夏の首都

 夏が来ると人々は誰もができうるかぎりニューヨークから出て行く。自然の中に出かけないにしても、どこか海岸に行く。でも私には海辺は堪えられない。そこにはけばけばしい色のショートパンツをはいた半裸の人々が闊歩し、私の目を害する。人々は砂に埋もれ、腹を出し、膝を曲げている。海辺は、私からすれば、醜い肉体の見本を陳列しているギャラリーだ。

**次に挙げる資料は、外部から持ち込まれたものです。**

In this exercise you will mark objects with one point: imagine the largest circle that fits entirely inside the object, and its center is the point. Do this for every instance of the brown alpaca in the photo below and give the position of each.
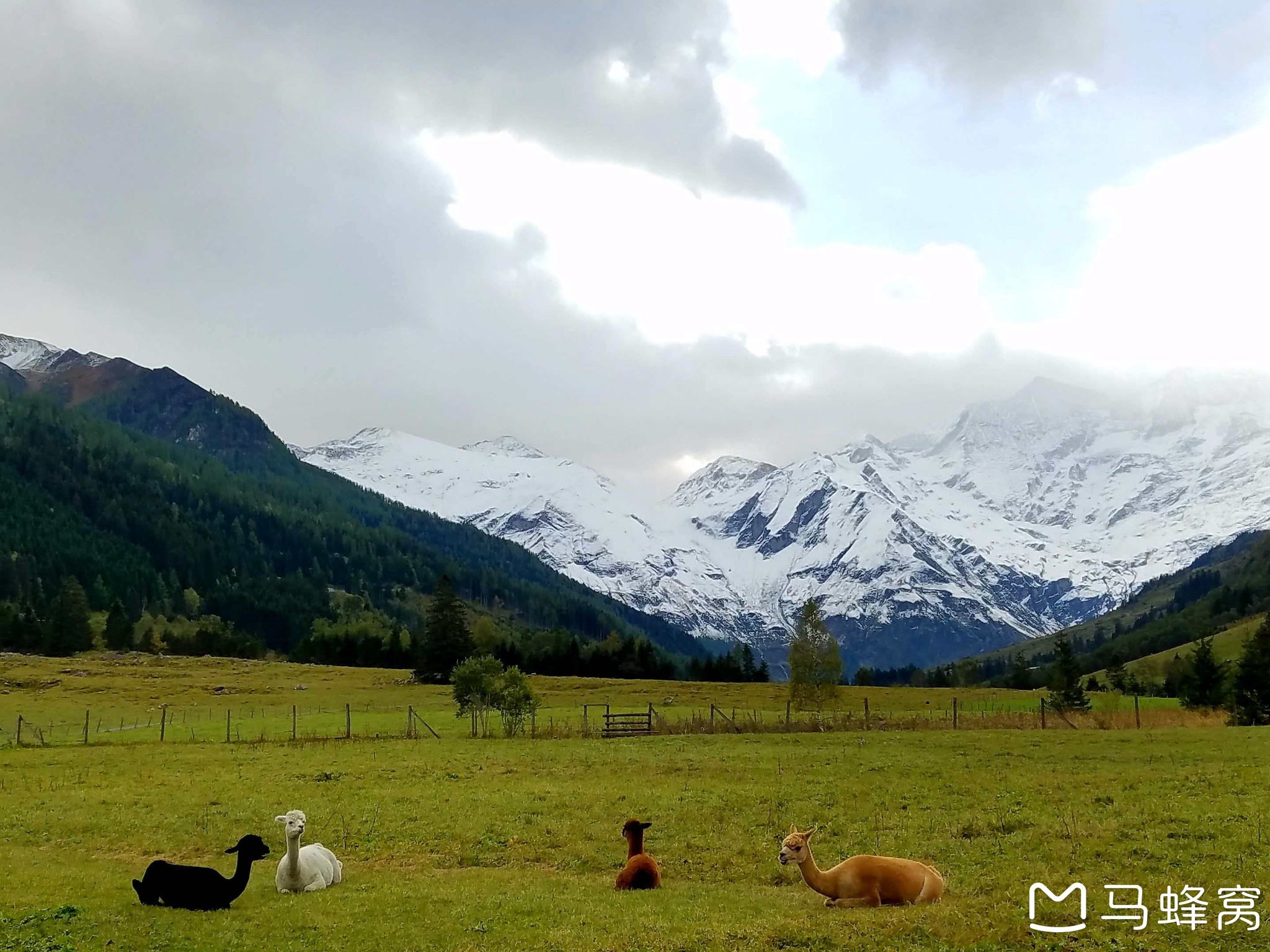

 それで、海辺の代わりに、私はニューヨークの街を歩く。みんな海岸に出かけ、ガランとしてひと気がない。歩いているのは私ひとりと言ってよい。日が照り、車も少なく、悪臭も立たない。海や海岸を見たくなったら、メトロポリタン美術館に立ち寄り、スーラやモネの絵の傍らに佇み、わが目を慰める。
(ジョナス・メカス『どこにもないところからの手紙』から(『三上のブログ』2007年8月6日))

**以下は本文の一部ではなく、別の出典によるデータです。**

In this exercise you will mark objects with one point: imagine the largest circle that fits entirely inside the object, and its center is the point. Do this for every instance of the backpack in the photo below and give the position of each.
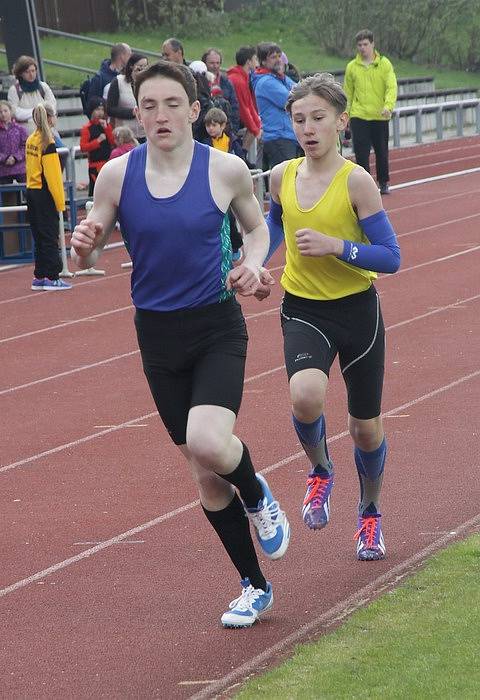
(222, 103)
(84, 91)
(19, 90)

三上のブログで紹介されていたジョナス・メカスの言葉を読んで、その瞬間に開高健の『夏の闇』の冒頭に心が飛んだ。

その頃も旅をしていた。
ある国をでて、別の国に入り、そこの首府の学生町の安い旅館で寝たり起きたりして私はその日その日をすごしていた。季節はちょうど夏の入り口で、大半の住民がすでに休暇のために南へいき、都は広大な墓地か空谷にそっくりのからっぽさだった。毎日、朝から雨が降り、古綿のような空がひくくたれさがり、熱や輝きはどこにもない。夏はひどい下痢を起こし、どこもかしこもただ冷たくて、じとじととし、薄暗かった。膿んだり、分泌したり、醗酵したりするものは何もなかった。それが私には好ましかった。
開高健『夏の闇』)


人それぞれに、どのような手練手管を労しても他人には伝えられない類の、一期一会の感動の記憶がある。上記の夏の闇の冒頭は僕にとってそうした類の体験だった。そのとき、自分が読みたかったのは、この文章だと思った。
ちなみに上記開高の文章に出てくる“首府”はパリを、“学生町”とはカルチェ・ラタンを指している。『夏の闇』はパリとボン、ベルリンを舞台にした開高文学の傑作である。


明日の東京を歩いているのは何人だろう。半日休みを取って汗を流しながらそぞろ歩いてみようか。